2) A Global Vision with Local Operations: Our leadership is composed of individuals with diverse international experience, which brings a global perspective into all of our work. 98% of our staff is located in Central America, from where we design, implement, and oversee all of our own programs. This ensures that we have the flexibility to respond to each country’s unique context more cost-effectively.

 3) Powered by Volunteers: Volunteerism is an integral part of all of our programs – not only for its economic value, but also for its power in fostering social cohesion. Volunteerism allows all types of community members to be involved and engaged with vulnerable youth, which multiplies the impact of the programming while strengthening the social fabric of the community.

The Prize

Why are you applying for The Elevate Prize?
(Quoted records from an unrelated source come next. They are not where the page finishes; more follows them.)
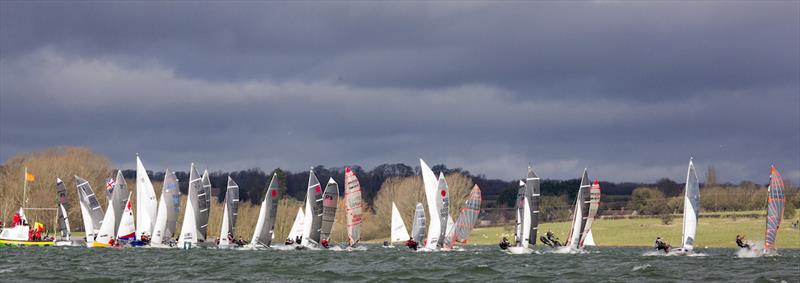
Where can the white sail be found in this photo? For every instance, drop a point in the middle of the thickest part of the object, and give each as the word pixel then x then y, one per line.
pixel 167 215
pixel 297 226
pixel 399 231
pixel 127 229
pixel 106 233
pixel 146 206
pixel 589 239
pixel 87 224
pixel 435 223
pixel 691 206
pixel 189 229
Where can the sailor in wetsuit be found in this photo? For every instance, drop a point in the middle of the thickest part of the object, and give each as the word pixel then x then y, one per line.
pixel 411 244
pixel 661 245
pixel 740 242
pixel 504 244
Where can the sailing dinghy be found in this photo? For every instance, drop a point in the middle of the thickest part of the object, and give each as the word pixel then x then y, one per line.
pixel 399 233
pixel 146 204
pixel 91 212
pixel 313 212
pixel 230 210
pixel 63 238
pixel 330 200
pixel 167 215
pixel 418 223
pixel 190 231
pixel 522 226
pixel 106 236
pixel 775 208
pixel 466 219
pixel 353 207
pixel 265 226
pixel 691 209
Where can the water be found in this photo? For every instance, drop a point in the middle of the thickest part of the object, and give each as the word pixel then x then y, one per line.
pixel 475 264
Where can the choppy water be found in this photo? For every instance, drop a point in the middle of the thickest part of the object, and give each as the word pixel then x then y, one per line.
pixel 475 264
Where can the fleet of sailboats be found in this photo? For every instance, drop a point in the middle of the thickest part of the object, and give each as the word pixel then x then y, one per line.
pixel 155 222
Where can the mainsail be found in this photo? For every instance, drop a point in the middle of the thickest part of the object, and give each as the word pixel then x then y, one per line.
pixel 399 232
pixel 229 212
pixel 189 228
pixel 580 213
pixel 434 205
pixel 313 213
pixel 691 207
pixel 297 225
pixel 533 195
pixel 352 196
pixel 523 217
pixel 204 206
pixel 418 224
pixel 594 204
pixel 127 230
pixel 443 200
pixel 146 204
pixel 330 199
pixel 63 206
pixel 466 219
pixel 91 212
pixel 775 208
pixel 265 226
pixel 168 208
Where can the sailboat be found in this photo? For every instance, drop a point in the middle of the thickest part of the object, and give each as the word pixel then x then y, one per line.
pixel 146 204
pixel 230 210
pixel 330 200
pixel 313 212
pixel 297 227
pixel 580 214
pixel 20 234
pixel 265 226
pixel 106 237
pixel 91 212
pixel 168 208
pixel 775 207
pixel 353 207
pixel 63 238
pixel 204 205
pixel 398 229
pixel 466 219
pixel 523 224
pixel 691 209
pixel 190 230
pixel 127 229
pixel 418 223
pixel 435 226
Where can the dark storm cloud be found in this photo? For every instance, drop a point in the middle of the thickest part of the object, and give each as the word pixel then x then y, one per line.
pixel 629 89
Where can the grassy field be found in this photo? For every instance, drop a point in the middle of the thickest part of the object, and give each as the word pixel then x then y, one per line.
pixel 711 232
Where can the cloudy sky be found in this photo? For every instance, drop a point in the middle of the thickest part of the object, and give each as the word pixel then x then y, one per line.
pixel 630 90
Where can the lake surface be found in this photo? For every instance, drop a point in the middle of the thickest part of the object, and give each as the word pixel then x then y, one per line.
pixel 474 264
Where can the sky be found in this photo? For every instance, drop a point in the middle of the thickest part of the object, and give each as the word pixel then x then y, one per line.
pixel 628 89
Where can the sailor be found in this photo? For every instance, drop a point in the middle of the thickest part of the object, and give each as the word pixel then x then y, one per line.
pixel 661 245
pixel 504 244
pixel 411 244
pixel 740 242
pixel 17 220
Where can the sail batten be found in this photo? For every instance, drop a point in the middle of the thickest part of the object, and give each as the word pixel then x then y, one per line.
pixel 775 209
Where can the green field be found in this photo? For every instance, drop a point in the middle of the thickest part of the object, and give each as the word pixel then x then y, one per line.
pixel 711 232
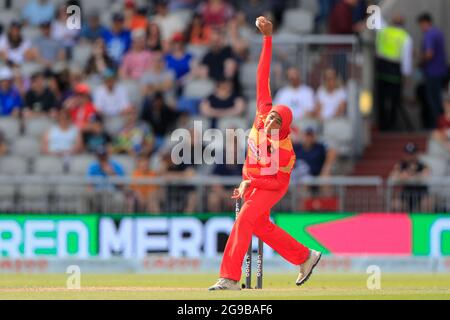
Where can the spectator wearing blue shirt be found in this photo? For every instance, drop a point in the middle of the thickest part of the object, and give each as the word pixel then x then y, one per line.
pixel 118 39
pixel 10 100
pixel 434 64
pixel 36 12
pixel 105 167
pixel 313 157
pixel 93 29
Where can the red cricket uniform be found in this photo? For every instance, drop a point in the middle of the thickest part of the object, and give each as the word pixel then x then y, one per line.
pixel 267 186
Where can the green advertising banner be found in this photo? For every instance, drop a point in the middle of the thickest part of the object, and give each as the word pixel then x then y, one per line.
pixel 205 235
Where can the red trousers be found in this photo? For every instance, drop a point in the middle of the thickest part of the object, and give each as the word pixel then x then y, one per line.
pixel 254 219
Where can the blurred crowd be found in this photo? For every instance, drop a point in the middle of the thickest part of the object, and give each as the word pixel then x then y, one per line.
pixel 120 88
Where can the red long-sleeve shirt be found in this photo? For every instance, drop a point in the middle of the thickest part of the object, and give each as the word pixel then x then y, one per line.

This award would embody a public recognition of the vast human potential in Central America, a region that has been stigmatized and characterized by violence, gangs, and hopelessness for decades. At a time when youth from high risk communities are perceived as a liability rather than an asset, the Elevate Prize would galvanize hope and inject a renewed sense of opportunity. 

Moreover, the funding that this award provides would enable Glasswing to deepen and expand the Sanando Heridas program, particularly in communities that are extremely difficult to access and receive little - if any - support. Glasswing would be able to transform and democratize access to basic mental health interventions, by integrating the hospital-based trauma program into the National health system by training healthcare staff on trauma education and intervention.